Junior War

2013, 24:25 min, color, sound, HD video

In Junior War, a throng of high schoolers congregates at night for a party in the woods sometime in the year 2000. A band plays, the kids get drunk, the boys and girls tepidly flirt, and groups deploy into cars for the purpose of destroying mailboxes, tee-peeing houses, breaking lawn ornaments, and sparring with the police. The film is composed entirely of footage Trecartin took during his senior year of high school in exurban Ohio; as such, it baits the viewer with genealogical significance. The film is incontrovertibly source material dangling the possibility that we've finally unearthed Sarah Source--but it's also rigorously repurposed, just as any social media #tbt marks the present more reliably than it renders the past.

In the context of the tetralogy, Junior War looks like a time capsule from "the human era," otherwise known as high school, where themes and phrases from the other three films--searching for keys, smashing, farting--uncannily recur. All of Trecartin's trademarks are here--frenetic pacing, musical punctuation, carnivalesque destruction, adolescent dialect--but this time the Ryanverse is forged out of actual co-eds. "We found a golf ball, a tennis ball, and a baseball," a boy proudly declares, underlining the male brain's infinite capacity for pointless taxonomy. Other teens display aptitude for legalism, complaining about a policeman who was "wrongfully accusing" and "didn't have probable cause to fucking pull us over." Another boy at odds with law enforcement combatively declares, "I've been riding these woods since I was three years old. I know all these woods! If anything I'm going that way," yielding a stream of teen poetry whose peculiarity might go unnoticed but for its resonance with the rest of Priority Innfield's unruly syntax.

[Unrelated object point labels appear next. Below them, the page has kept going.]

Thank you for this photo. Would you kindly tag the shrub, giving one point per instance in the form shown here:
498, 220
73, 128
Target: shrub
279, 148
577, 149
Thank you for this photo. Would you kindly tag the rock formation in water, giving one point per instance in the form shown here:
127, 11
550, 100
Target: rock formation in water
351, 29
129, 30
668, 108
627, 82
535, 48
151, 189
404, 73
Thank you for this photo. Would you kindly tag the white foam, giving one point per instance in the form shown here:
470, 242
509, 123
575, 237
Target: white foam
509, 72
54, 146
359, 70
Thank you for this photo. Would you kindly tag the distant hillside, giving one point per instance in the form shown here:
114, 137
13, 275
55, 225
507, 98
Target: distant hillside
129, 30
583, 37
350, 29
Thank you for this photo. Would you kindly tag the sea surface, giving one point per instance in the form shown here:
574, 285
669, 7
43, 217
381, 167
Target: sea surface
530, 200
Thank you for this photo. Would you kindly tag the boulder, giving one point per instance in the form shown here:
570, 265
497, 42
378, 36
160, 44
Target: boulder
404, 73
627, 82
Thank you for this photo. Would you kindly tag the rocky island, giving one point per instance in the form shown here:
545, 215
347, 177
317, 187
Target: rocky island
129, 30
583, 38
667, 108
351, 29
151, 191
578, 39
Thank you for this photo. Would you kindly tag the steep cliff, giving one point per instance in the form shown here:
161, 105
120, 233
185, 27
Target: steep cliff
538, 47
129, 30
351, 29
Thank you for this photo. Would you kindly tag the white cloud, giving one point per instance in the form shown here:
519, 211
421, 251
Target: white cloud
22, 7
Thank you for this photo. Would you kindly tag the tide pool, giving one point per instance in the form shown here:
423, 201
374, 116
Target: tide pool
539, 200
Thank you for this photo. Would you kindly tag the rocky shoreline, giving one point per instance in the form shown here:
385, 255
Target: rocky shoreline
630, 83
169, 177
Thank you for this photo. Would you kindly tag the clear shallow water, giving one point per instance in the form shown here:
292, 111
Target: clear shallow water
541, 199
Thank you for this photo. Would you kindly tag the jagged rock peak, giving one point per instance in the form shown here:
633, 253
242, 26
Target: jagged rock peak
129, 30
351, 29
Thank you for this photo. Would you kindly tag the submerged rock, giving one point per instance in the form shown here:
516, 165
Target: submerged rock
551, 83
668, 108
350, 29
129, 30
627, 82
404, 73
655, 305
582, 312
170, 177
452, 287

Are these the formative experiences that gave rise, a decade later, to the artist Ryan Trecartin? To the extent that Priority Infield is an exercise in retroflection--in revisiting the past and also reshaping it--Junior War looks more like the diary of a time-traveler who has re-entered a historical moment and turbulently restructured it.

All remembering is editing--an attempt to create what scholars call a ?usable past.? In Junior War, the editing is intentional and aggressive--but is the past it creates usable? Most of the footage is recorded in night vision, a style that recalls both The Blair Witch Project, which came out in 1999, a year before the footage was taken, and Zero Dark Thirty, which came out in 2012, a year before the footage was released. The youth in Junior War are expressly militarized, but they're also innocents who venture into the woods in search of the supernatural.

The arrow of time--whichever direction it points--is fraught with guilt. To age is to decline: this we're told. To trace is to blame: this we fear. To the extent that Priority Innfield confounds our understanding of sequencing, iteration, and cause and effect, it also lets us off the hook for crimes of chronology. By the end we may feel confused, exhausted, and epistemologically spent, but we also feel exonerated. "Nothing is documented." We all believe that, don't we?